# Favorite Current Spurs Player



## texan (Jul 10, 2003)

mines gotta be bruce bowen

http://www.nba.com/playerfile/bruce_bowen/index.html?nav=page

check him out


----------



## Peja Vu (Jun 9, 2002)

Brother Hedo


----------



## KokoTheMonkey (Aug 4, 2003)

Of course my favorite would be Tim Duncan (Why not?), but I do like Tony Parker the most after that. 
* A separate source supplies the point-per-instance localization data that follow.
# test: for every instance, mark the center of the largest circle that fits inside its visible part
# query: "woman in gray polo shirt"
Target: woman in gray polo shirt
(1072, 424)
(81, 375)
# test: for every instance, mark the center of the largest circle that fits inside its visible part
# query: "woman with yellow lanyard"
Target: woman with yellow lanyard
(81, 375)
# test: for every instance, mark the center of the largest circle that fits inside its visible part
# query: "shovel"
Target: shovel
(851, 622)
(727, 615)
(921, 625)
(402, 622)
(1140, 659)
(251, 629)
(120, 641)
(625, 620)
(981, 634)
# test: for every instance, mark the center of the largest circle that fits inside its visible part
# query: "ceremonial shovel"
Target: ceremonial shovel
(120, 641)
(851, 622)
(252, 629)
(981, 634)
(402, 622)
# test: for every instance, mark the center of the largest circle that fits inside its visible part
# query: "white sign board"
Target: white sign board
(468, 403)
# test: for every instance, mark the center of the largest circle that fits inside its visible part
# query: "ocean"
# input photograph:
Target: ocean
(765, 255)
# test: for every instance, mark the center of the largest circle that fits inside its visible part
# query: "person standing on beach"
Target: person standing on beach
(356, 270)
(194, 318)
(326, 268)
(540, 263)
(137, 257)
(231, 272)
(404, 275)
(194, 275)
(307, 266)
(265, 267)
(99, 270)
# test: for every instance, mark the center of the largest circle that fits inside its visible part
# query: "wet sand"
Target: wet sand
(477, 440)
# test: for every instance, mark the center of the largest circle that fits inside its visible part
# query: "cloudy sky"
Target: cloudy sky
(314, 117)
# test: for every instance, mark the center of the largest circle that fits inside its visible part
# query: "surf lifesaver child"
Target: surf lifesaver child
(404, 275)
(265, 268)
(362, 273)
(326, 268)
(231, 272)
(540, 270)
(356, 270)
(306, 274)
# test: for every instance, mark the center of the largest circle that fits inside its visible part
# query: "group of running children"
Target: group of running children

I have his jersey, and I just wonder what the future will bring for him.


----------



## XxMia_9xX (Oct 5, 2002)

i'm a big Parker fan! i started to become a spurs fan because of him... well of course i liked the spurs before 'cuz of tim duncan and d-rob but i really got in to liking the spurs when i saw him play....


----------



## thaKEAF (Mar 8, 2004)

Ginobili.


----------



## RollWithEm (Jul 16, 2002)

GINOBILI


----------



## RollWithEm (Jul 16, 2002)

GINOBILI


----------



## texan (Jul 10, 2003)

dude i love ur avatar!


----------



## ballstorm (Nov 30, 2003)

Tony parker . I used to like the spurs before he was in the place but he is the reason why keep on suporting them. And I must add Ginobili . And Tim Duncan.. and.. oh well , let's say I like the whole team


----------



## Luiz_Rodrigo (Dec 2, 2003)

Tim Duncan


----------



## italianBBlover (Mar 5, 2003)

Ginobili, of course


----------



## MagnusPinus (Aug 27, 2003)

> Originally posted by <b>italianBBlover</b>!
> Ginobili, of course


Ginobili of course.


----------



## Silent But Deadly (Aug 15, 2003)

Manu Ginobili is my favorite Spurs player. He has a lot of heart and always seemed to be underrated until this year.


----------



## spursfan50 (May 9, 2003)

Tim Duncan and Tony Parker.


----------



## JGKoblenz (Jul 19, 2002)

For me it's Manu!


----------



## TiMVP2 (Jun 19, 2003)

Devin Brown and Hedo tied


----------